On April 2, Google launched Gemma 4 under the Apache 2.0 license. On April 5, LushBinary published a complete guide to pairing it with OpenClaw via Ollama. The result: a fully self-hosted AI agent stack with zero API costs, no data leaving your machine, and no dependency on any cloud provider.

The timing matters. On April 2, Anthropic announced it was banning OpenClaw from its consumer Claude subscriptions and requiring third-party OpenClaw users to pay API rates directly. OpenClaw has over 250,000 GitHub stars and a large base of users who previously used it via Claude. The LushBinary guide went live on the same day Gemma 4 launched — framed explicitly as the local alternative.

What Gemma 4 Brings to the Stack

Gemma 4 ships in four sizes. According to Google DeepMind’s benchmarks and Ars Technica’s coverage of the launch, the most relevant model for OpenClaw is the 26B Mixture-of-Experts variant — it activates only 3.8 billion parameters during inference, runs at roughly 4B speed, and scores 85.5% on τ2-bench, a benchmark specifically for agentic tool use. For OpenClaw users, that score matters more than raw MMLU numbers: it measures how reliably the model selects and calls tools correctly.

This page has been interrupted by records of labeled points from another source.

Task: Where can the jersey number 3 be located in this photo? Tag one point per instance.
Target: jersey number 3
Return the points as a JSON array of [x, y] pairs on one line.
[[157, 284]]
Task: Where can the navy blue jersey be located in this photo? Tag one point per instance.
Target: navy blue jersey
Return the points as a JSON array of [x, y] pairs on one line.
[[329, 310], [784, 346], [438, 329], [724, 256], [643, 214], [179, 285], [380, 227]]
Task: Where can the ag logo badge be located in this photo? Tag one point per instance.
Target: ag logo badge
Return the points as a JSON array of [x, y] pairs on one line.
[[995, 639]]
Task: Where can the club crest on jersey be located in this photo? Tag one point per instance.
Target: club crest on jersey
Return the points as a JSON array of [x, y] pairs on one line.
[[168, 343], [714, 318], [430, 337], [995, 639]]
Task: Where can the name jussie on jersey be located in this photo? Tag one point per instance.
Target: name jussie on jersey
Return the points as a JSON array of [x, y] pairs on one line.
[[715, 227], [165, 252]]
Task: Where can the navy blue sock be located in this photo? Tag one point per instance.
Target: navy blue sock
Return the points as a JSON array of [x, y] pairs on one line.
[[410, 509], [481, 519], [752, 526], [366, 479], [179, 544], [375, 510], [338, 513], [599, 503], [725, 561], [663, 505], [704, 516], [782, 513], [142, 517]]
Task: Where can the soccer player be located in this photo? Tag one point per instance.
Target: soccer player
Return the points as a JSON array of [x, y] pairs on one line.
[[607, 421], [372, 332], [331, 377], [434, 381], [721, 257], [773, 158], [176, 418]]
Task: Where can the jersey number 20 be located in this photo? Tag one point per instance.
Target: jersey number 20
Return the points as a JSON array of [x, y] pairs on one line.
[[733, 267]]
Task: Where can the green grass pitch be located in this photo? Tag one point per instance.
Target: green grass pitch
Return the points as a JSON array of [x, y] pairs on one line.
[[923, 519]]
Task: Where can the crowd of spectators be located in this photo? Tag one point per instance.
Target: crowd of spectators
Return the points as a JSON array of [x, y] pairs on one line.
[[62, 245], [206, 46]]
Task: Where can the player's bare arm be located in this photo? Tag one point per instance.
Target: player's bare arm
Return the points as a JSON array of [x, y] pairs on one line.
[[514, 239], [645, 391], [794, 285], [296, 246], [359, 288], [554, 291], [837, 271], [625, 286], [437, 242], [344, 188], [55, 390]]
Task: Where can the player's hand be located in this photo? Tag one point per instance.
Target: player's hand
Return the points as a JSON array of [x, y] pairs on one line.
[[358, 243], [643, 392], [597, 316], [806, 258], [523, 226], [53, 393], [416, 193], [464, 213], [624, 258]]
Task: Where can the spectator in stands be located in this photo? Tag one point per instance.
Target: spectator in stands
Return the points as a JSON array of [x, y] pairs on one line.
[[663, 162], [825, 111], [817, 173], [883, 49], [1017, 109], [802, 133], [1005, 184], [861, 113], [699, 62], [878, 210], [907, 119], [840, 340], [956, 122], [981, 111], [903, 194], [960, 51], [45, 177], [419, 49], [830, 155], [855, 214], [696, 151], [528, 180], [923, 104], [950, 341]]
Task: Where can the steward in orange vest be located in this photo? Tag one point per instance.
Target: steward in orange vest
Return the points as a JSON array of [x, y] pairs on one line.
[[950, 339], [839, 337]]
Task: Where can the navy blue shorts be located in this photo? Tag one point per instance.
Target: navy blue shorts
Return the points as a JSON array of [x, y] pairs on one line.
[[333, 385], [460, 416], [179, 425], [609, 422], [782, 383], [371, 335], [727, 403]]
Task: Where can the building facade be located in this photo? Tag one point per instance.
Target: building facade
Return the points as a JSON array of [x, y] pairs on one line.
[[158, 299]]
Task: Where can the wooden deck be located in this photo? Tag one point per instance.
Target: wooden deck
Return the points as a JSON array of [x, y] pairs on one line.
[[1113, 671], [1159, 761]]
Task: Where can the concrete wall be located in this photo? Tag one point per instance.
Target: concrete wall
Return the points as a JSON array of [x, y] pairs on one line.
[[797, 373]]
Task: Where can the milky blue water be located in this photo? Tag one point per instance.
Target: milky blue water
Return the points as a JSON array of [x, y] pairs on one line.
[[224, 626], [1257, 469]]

Google also dropped the custom Gemma license and moved to Apache 2.0, removing the commercial-use restrictions that limited Gemma 3 deployments. The model supports native function calling, structured JSON output, and a 256K context window on the two larger variants.

As Ars Technica noted, the 31B Dense model debuted at number three on the Arena open-source leaderboard, behind GLM-5 and Kimi 2.5 — but at a fraction of their size.

The Local Stack Trade-off

OpenClaw already supports Ollama as a local LLM provider. According to the LushBinary guide, connecting OpenClaw to Gemma 4 via Ollama takes under 10 minutes and requires no API keys. The 26B MoE model fits on a single 80GB H100 unquantized, or on consumer GPUs at lower precision. The E4B (4.5B) variant runs on a MacBook Air.

The honest trade-off: local inference on consumer hardware is slower than hitting a cloud API, and Gemma 4 at any size does not match Claude Sonnet or GPT-4 class models on complex reasoning tasks. But for the majority of OpenClaw workflows — running skills, managing tasks, querying calendars, summarizing documents — the 26B MoE is sufficient. For builders who ran OpenClaw as a self-hosted privacy tool and found the Anthropic paywall change intolerable, the combination is a working solution today.

What This Means for Builders

The Anthropic subscription ban exposed a structural dependency for OpenClaw operators who assumed low-cost Claude access was a given. The OpenClaw + Gemma 4 stack eliminates that dependency entirely. No API contract. No per-token billing. No single-provider exposure.

OpenClaw’s multi-model routing means builders can run Gemma 4 locally for routine tasks and fall back to a cloud API only when the workload demands it — keeping costs flat for the 80% of queries that don’t need frontier model performance.

The LushBinary guide covers model selection, Ollama installation, OpenClaw configuration, function calling, and performance tuning for agentic workflows. It’s the most complete public resource for this stack as of this weekend.